Adobe Systems Inc is remaking the company’s software to enable its Flash-based games and videos to run on different handsets as well as PCs without being modified.
As part of the strive, Adobe which is based in San Jose (California) has set up alliances with chip designers and phone makers and offered millions of dollars to developers intending to write programs for mobile devices that use its software.
So far, Adobe has struggled to break a new market, smart phones, after the company’s success in making the Flash software used on computers everywhere for playing Internet videos.
Unfortunately, the software company’s strive for more than one year to expand beyond the PC has been halted by shifting strategies within Adobe and an inability to offer a version of Flash that runs on the iPhone and BlackBerry devices.
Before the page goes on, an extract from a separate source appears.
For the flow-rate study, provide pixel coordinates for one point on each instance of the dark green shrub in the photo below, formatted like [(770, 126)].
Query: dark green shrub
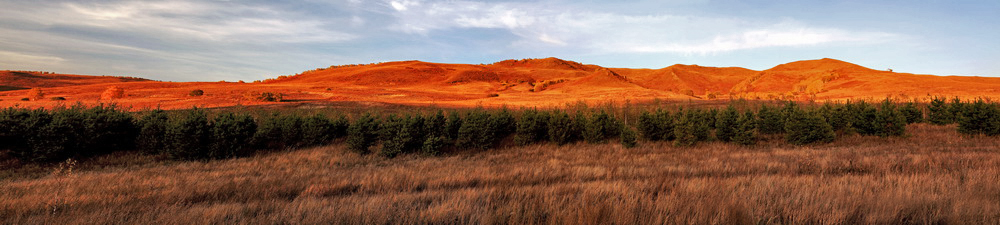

While Adobe later this year will release a trial version of Flash for phones running operating systems made by Palm Inc, Google Inc and Nokia Corp, there is still no timetable for a version of Flash that will run on Apple Inc.’s iPhone or Research In Motion Ltd’s BlackBerry.
Even other companies which had focused on the PC market are now realizing they also need to jump into the fast-growing smart-phone market. Among those adopting this new religion are game companies such as Electronic Arts Inc. and business software makers such as Salesforce.com Inc.
The shift comes as smart phones, which are powerful enough to run programs, are proliferating, just as the PC market has weakened. Smart-phone sales jumped 13% to 36 million units in the first quarter , while PC shipments fell 6.5% to 67 million, according to research company Gartner.
Adobe has much riding on the effort. It has been hit hard by the recession, with sales dropping 12% in the first quarter. Flash, which is embedded in many of Adobe’s products, is a key revenue generator for the company.